Ivy Ransom in Fair and Tender Ladies by Lee Smith
I know this may sound crazy, but sometimes, I don't really know for sure if I like a book, even when I am in the middle of reading it. I read so much and so variously that novels seem to run together. Sometimes, I can't even remember for sure exactly what I have and haven't read. More problematically, I suppose, often I go into reading a novel with a bias based on my past impressions of the author. I've found this to be a real problem, as my reading tastes seem to change daily. At one point in my life, for example, I read a lot of Ruth Rendell and loved her. I remember thinking The Crocodile Bird was fantastic. A few years ago, I read some of her more recent works and thought, "yeah, not so much." Now I don't even remember what I didn't like or why. And don't even get me started on Harper Lee. To Kill A Mockingbird framed my youth and my young adulthood as one of my reasons for being a lover of literature. Now I am making myself struggle to finish Go Set a Watchman. But that's a different post for a different day.

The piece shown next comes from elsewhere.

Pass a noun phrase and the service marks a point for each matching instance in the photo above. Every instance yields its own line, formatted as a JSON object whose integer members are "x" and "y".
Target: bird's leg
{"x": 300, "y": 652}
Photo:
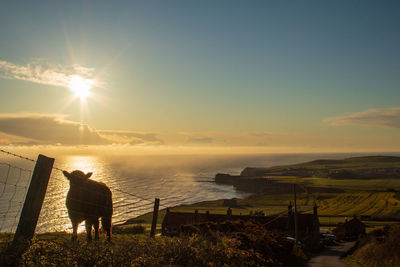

Right now, I want to talk about Lee Smith. I have been hit or miss with Lee Smith. I loved Oral History, and I loved On Agate Hill. But I had to make myself finish The Devil's Dream, and I was completely underwhelmed by Guests on Earth. So when I started Fair and Tender Ladies about four different times and it never caught me, I was on the verge of giving it up for good. Then Alexandra of The Sleepless Reader gave the book five stars on Goodreads, and I thought, "maybe I need to make myself finish this one." I am so glad I did. About half way into the novel, in my own constant interior monologue and also in my dreams, I found myself thinking in Ivy Ransom's voice, and that's when I knew they had me, Lee Smith and Ivy Ransom, they had me, and I loved this book and this character.
The book is a collection of letters Ivy writes to various people over the course of her life. I wasn't sure at first if I was going to like the structure or not, but it worked for this novel's purpose of revealing Ivy's life in pieces over time. And what a wonderful life it was. I try to avoid re-telling plot points or revealing much about characters, but I do want to note this: I love that Ivy Ransom never loses herself. She never loses sight of who she is; she never loses her own voice. I find this difficult to believe, given her time, place, and culture. One of my grandmothers would have grown up in almost exactly the same time and place as Ivy Ransom. The lessons of that culture still haunt me today. Those cultural mores usually overwhelm you in the end. I've fought against them my whole life, still do. And I will have to admit that I don't hold on to my own voice nearly as honestly nor as fearlessly as Ivy Ransom did. She is my hero, and I hope some day I learn to live as honestly and as ferociously as she did.